Conservators conducted a survey to assess the condition of the County’s map collections to ascertain what action needed to be undertaken to secure their preservation for the future. It was evident that poor storage methods and greatly increased public consultation was proving detrimental to their condition. The majority of maps had been stored in rolled format, with the result that many small tears were becoming much worse with the frequency with which they were being rolled and unrolled and abrasion and staining were evident from hands and weights, that had been in contact with unprotected surfaces.

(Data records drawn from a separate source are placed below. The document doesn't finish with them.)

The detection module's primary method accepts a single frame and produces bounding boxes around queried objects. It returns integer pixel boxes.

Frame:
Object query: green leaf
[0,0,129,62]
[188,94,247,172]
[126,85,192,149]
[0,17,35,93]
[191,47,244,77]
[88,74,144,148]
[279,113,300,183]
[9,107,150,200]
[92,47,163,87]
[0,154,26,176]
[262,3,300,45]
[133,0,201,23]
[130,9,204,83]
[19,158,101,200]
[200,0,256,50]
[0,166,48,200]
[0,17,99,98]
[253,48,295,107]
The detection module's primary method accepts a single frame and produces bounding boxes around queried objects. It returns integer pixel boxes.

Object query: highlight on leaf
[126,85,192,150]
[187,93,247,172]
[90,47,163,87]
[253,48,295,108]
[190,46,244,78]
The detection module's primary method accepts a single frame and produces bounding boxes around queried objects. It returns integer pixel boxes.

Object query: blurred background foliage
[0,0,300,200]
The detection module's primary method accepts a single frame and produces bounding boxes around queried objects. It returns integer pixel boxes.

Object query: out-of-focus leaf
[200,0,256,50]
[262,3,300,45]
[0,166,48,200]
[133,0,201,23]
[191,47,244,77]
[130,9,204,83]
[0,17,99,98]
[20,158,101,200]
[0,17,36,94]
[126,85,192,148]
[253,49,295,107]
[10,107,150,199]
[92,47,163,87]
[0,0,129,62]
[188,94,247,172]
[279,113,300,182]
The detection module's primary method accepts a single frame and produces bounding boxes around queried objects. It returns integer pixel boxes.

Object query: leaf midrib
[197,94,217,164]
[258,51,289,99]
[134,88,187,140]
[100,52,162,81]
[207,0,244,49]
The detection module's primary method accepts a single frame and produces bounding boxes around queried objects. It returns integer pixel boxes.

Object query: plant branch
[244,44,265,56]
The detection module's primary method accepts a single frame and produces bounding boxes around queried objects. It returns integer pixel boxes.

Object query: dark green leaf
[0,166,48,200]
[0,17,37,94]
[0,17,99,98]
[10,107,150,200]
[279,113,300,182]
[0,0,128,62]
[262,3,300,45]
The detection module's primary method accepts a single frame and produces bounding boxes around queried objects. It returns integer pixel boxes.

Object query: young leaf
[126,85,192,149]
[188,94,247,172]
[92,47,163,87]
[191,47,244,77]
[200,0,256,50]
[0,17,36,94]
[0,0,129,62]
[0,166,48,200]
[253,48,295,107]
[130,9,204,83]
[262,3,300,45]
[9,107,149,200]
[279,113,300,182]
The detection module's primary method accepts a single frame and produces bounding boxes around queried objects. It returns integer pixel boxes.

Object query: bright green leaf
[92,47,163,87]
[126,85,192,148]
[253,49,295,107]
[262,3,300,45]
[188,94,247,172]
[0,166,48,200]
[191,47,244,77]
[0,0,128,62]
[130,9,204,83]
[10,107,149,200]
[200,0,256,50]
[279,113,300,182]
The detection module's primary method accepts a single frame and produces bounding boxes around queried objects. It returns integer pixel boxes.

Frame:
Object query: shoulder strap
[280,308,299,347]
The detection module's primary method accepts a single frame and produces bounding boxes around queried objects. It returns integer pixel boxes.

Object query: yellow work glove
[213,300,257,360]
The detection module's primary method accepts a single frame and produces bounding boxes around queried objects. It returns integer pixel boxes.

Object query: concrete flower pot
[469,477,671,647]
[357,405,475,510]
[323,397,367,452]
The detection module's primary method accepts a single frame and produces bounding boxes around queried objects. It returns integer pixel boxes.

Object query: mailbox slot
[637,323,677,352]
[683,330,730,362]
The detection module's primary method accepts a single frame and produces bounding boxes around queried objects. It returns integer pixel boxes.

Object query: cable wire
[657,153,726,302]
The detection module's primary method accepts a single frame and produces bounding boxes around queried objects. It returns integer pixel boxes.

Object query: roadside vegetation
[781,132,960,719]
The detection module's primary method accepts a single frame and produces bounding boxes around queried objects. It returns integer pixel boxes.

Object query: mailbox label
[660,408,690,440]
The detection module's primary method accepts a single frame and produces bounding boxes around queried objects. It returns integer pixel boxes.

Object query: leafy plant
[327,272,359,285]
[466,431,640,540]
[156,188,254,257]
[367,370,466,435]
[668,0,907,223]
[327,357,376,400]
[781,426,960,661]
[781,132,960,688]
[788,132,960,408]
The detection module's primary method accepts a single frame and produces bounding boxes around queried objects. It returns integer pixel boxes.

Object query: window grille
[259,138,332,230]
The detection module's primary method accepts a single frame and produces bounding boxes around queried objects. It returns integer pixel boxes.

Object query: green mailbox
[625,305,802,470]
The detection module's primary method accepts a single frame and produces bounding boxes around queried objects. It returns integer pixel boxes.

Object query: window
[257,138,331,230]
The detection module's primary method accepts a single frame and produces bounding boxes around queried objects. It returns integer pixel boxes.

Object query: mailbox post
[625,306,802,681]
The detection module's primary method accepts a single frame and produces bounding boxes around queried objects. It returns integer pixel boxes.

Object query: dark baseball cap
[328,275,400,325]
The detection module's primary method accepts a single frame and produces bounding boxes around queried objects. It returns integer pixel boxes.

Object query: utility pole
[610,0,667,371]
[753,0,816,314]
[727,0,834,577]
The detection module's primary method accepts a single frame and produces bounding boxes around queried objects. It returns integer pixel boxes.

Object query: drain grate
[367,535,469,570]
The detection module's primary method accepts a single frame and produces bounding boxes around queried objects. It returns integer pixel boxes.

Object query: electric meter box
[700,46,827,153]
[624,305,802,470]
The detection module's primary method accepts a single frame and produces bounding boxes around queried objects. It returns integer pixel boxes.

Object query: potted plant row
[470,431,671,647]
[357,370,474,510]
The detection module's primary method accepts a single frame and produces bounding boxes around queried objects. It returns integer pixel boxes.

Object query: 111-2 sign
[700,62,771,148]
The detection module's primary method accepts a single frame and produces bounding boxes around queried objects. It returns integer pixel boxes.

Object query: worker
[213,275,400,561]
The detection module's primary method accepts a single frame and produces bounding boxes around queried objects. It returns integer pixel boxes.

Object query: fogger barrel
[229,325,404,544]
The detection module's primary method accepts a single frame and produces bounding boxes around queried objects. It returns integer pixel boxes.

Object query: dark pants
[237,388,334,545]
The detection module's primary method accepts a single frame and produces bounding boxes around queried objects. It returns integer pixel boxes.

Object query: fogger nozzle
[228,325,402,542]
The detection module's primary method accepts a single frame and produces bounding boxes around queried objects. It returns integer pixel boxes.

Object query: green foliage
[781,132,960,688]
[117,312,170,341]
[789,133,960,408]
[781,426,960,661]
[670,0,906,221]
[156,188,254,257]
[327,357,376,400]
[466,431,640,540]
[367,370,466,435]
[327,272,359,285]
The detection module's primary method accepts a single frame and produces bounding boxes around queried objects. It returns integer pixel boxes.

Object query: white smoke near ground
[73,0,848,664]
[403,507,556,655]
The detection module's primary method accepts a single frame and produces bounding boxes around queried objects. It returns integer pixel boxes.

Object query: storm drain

Map before and after treatment
To remedy the problem, conservators designed a map storage system, whereby the maps could hang individually and flat, following conservation or preservation treatment. The system, very simple in design and inexpensive to make, has proved very successful. A framework was constructed of metal tubing enclosed on three sides with hardboard and a blockboard ‘roof’ to which strips of curtain track were attached side by side to provide grooves for the completed maps to slot into. This design, although slightly altered, has been incorporated into rolling stacks within the new archive strongrooms at Wiltshire and Swindon History Centre.
Hanging map system
The project began with work on the county’s collection of heavily used tithe maps. Treatment included surface cleaning on the majority of maps with more than forty requiring full re-backing with calico or holland cloth and hand-made paper. Once treated, the maps were then mounted onto a sheet of acid-free mountboard with a protective layer of inert polyester film stitched to the backing board, sandwiching the map securely in between. Then, a strip of stiff holland cloth with plastic coated curtain wire enclosed was attached to the top edge of the mountboard. The mounted map was then slid into position on the new vertical storage system. Of the 290 tithe maps held within Wiltshire Archives, 207 are now stored this way.
Those remaining maps which were too large to be hung have received remedial or full conservation treatment where necessary, and are now stored horizontally, rolled inside Irish linen bags. When consulted, these oversize maps are produced for the public by a trained member of staff and the surface protected with a sheet of polyester film.
Oversize map storage
On completion of the tithe maps work began on maps from other collections. Dating from the 16th-19th centuries, these presented more complex problems for conservators due to the diversity of materials on which the maps were drawn. Although mainly paper, they were also of parchment, vellum, fragile tissue paper and various fabrics, with quite a few in poor condition and requiring full conservation treatment.
Archive conservator working on a map in the laboratory
To date, there are now well over one thousand maps and plans protected and stored on the map hanging system with additions being made as and when required. The vertical storage system appears to have answered the problems set with regard to the safe-keeping of maps. Those stored by this method are fully protected, both in respect of secure long-term storage and excessive handling by the public.